The resulting dichotomy across the SVRT problems is striking. CNNs fare uniformly worse on SD problems than they do on SR problems. Many SR problems were learned satisfactorily, whereas some SD problems (e.g. problems 20 and 7) resulted in accuracy not substantially above chance.
For SR problems, all the CNNs did pretty well, regardless of network configuration. But for SD problems larger networks performed noticeably better than smaller ones. This suggests that something about the SD problems is straining the capacity of the CNNs.
Probing further
To dig deeper into this apparent difference between same-different and spatial-relation problems the authors construct a new visual-relation benchmark called PSVRT. The dataset is parameterised so that the size of the items in the scene, the number of scene items, and the size of the whole image can all be controlled. Scene items are just binary bit patterns placed on a blank background. For any given configuration of parameters, the resulting scene can be used for both an SD problem and an SR problem, simply based on labelling.
Our goal was to examine how hard it is for a CNN architecture to learn relations for visually different but conceptually equivalent problems. If CNNs can truly learn the “rule” underlying these problems, then one would expect the models to learn all problems with more-or-less equal ease. However, if the CNN only memorize the distinguishing features of the two image classes, then learning should be affected by the variability of the example images in each category.
A baseline architecture was established with four convolutional layers, that was able to easily learn both the same-different and spatial-relation PSVRT problems with item size 4, image size 60, and two items in the image. This baseline CNN was then trained from scratch on a variety of PSVRT problems, each time using 20 million training images and a batch size of 50. There were three sub-experiments:
- Fixing item size (m) at 4, number of items (k) at 2, and varying image size (n) between 30 and 180.
- Fixing image size at 60, number of items at 2, and varying item size between 3 and 7.
- Fixing image size at 60, item size at 4, and varying the number of items between 2 and 6.
In all conditions, we found a strong dichotomy between SD and SR conditions. In SR, across all image parameters and in all trials, the model immediately learned at the start of training and quickly approached 100% accuracy, producing consistently high and flat mean ALC curves. In SD, however, we found that the overall ALC was significantly lower than SR.
Digging deeper, when learning did occur in SD, increasing item size never strained performance. But increasing the overall image size, or increasing the number of items did. (Gray bars in the above figures indicate the number of trials in which learning failed). The results suggest that straining is not simply a direct outcome of an increase in image variability.
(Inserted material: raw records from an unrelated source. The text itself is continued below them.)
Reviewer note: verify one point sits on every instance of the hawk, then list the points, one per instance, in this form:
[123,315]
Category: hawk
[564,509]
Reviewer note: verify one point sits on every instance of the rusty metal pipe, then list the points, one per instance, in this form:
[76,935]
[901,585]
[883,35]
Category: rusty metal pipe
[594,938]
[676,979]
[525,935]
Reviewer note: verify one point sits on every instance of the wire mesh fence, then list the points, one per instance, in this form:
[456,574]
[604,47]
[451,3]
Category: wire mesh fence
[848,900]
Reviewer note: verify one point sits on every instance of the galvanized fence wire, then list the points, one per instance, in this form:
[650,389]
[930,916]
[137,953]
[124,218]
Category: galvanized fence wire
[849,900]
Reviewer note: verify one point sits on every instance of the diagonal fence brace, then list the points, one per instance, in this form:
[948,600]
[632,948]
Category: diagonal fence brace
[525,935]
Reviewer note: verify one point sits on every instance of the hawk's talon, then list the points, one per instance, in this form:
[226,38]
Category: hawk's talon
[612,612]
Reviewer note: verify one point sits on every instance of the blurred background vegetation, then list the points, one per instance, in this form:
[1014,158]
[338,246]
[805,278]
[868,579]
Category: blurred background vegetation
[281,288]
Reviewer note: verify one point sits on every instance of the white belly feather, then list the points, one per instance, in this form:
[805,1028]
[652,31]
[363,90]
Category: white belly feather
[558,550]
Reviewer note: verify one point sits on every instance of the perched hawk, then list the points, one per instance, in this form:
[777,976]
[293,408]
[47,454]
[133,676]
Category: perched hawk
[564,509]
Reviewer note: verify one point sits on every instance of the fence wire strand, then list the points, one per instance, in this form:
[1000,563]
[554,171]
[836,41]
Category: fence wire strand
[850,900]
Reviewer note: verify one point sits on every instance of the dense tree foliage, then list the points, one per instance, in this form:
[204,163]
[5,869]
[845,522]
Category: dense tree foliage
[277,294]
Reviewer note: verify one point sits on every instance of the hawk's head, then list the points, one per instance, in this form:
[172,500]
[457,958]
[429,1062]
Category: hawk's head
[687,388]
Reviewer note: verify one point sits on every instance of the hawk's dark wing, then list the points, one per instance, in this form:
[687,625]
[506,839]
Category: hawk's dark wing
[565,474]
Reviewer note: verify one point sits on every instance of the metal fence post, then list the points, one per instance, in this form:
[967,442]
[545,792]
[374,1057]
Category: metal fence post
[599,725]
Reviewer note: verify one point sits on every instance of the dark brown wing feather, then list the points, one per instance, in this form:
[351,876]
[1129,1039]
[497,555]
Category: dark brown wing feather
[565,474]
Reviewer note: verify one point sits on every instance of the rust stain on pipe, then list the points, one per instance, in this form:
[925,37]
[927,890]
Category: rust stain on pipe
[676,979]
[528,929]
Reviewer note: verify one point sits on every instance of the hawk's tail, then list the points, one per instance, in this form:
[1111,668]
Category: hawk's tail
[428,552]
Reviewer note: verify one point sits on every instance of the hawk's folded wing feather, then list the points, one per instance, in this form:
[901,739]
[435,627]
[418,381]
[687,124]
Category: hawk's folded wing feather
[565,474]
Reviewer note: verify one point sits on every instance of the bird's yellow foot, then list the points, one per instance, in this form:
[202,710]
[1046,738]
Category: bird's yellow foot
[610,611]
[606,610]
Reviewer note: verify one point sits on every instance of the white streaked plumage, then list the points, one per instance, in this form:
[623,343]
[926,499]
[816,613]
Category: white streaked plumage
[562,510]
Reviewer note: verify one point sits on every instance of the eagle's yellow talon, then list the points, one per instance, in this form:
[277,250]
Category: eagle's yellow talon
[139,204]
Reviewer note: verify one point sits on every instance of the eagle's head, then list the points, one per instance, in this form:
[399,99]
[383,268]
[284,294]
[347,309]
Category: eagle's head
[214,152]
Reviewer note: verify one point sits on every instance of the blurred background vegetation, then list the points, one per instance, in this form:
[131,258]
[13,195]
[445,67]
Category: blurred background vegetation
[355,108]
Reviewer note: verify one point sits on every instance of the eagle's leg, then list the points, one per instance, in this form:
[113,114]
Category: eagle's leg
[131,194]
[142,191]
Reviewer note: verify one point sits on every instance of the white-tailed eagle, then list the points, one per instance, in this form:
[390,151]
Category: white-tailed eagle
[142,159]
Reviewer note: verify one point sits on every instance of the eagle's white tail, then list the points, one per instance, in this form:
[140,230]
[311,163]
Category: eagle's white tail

Using CNNs with more than twice the number of kernels (wide), or twice as many layers (deep) did not change the observed trend.
What’s going on?
The authors hypothesise that the CNNs learn ‘subtraction templates’ when tackling SD problems: filters with one positive region and one negative region. Each relative arrangement of items requires a different subtraction template since each item must lie in on of the template’s two regions. If identical items lie in opposing regions, they are subtracted by the synaptic weights. The difference is used to choose the appropriate same/different label.
A strategy like this doesn’t require memorizing specific items, so item size doesn’t make much of a difference. However, image size (the biggest straining factor) exponentially increases the possible number of arrangements of items.
Our results indicate that visual-relation problems can quickly exceed the representational capacity of feedforward networks. While learning templates for individual objects appears to be tractable for today’s deep networks, learning templates for arrangements of objects becomes rapidly intractable because of the combinatorial explosion in the number of features to be stored… Given the vast superiority of humans over modern computers in their ability to detect visual relations, we see the exploration of attentional and grouping mechanisms as an important next step in our computational understanding of visual reasoning.